Ba underlines that, even when he is the direct target of the attacks, for him it is all about the community that has stood by him and demonstrated solidarity in difficult moments. “I am not alone in this battle, and attacks against me are attacks against the community, attempts to weaken the anti-racist fight,” he says.
While the above-mentioned incidents have gained much attention, they are only the tip of the iceberg. Ba mentions as an example how the pandemic is being used for justifying heavy policing in neighbourhoods where most of the residents are racialised, as if they were to blame for the situation.
Moreover, Romaphobia, discrimination against the Roma, is also widespread. For example, a few years ago a Roma community in Santo Aleixo da Restauração, 200 kilometres from Lisbon, was attacked: houses, cars and a church that the population visited were set on fire, death threats with swastikas were written on the walls and coffins were placed outside houses.
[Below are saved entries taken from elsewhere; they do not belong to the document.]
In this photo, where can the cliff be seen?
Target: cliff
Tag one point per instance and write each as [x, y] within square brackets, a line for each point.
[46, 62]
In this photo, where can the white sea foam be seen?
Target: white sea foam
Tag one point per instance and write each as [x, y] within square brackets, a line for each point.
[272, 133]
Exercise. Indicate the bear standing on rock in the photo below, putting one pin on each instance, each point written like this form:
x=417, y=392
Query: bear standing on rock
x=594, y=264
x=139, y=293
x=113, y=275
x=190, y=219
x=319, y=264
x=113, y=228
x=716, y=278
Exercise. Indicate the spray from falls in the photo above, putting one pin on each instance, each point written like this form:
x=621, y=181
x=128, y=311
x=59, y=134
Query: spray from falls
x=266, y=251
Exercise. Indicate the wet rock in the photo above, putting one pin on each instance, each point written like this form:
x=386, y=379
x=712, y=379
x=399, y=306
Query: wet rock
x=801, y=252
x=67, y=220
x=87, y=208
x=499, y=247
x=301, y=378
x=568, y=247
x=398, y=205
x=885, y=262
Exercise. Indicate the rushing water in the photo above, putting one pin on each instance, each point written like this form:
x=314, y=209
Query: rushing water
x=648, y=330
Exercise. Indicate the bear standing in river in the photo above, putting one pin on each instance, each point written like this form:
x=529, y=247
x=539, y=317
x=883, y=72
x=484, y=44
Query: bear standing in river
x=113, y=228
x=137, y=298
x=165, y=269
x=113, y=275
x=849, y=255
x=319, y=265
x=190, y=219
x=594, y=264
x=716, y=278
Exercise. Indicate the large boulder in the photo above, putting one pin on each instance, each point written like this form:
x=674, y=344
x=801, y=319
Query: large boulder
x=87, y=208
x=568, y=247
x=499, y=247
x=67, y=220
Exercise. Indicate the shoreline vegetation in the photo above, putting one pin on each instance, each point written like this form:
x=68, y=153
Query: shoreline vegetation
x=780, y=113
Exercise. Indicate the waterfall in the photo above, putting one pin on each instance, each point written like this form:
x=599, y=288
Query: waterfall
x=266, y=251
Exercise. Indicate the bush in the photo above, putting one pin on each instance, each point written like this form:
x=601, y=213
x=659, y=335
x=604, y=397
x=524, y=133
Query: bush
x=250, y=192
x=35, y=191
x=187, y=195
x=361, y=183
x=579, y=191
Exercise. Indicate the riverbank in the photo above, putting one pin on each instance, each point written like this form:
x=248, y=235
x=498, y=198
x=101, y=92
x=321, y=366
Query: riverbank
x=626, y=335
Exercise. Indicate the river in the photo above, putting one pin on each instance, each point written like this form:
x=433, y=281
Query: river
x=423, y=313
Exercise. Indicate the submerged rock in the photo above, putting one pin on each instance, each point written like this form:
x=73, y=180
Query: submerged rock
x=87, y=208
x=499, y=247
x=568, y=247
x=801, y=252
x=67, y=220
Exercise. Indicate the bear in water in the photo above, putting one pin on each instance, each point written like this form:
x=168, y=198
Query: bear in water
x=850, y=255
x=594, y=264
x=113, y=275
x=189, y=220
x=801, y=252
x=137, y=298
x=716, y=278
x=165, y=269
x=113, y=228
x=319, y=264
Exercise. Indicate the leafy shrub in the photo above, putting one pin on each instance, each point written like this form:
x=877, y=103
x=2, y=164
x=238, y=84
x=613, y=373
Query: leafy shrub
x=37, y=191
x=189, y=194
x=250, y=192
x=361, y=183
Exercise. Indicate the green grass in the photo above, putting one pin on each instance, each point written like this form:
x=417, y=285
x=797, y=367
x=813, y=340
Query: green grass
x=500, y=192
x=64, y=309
Roma children have also been discriminated against in schools, and there has been news about the segregation of Roma pupils. In Portugal, the Roma population lives in particularly bad conditions, often without access to running water, electricity and public services, and excluded from the rest of the society, the European Union Agency for Fundamental Rights noted this year.
Ba explains that this extensive, ancient and structural Romaphobia is fed and used to advantage by figures such as Ventura, who was recently fined for discriminating against the Roma.
“Portuguese democracy isn’t mature yet,” says Ba. In this sense, anti-racist education is also work towards stronger democracy.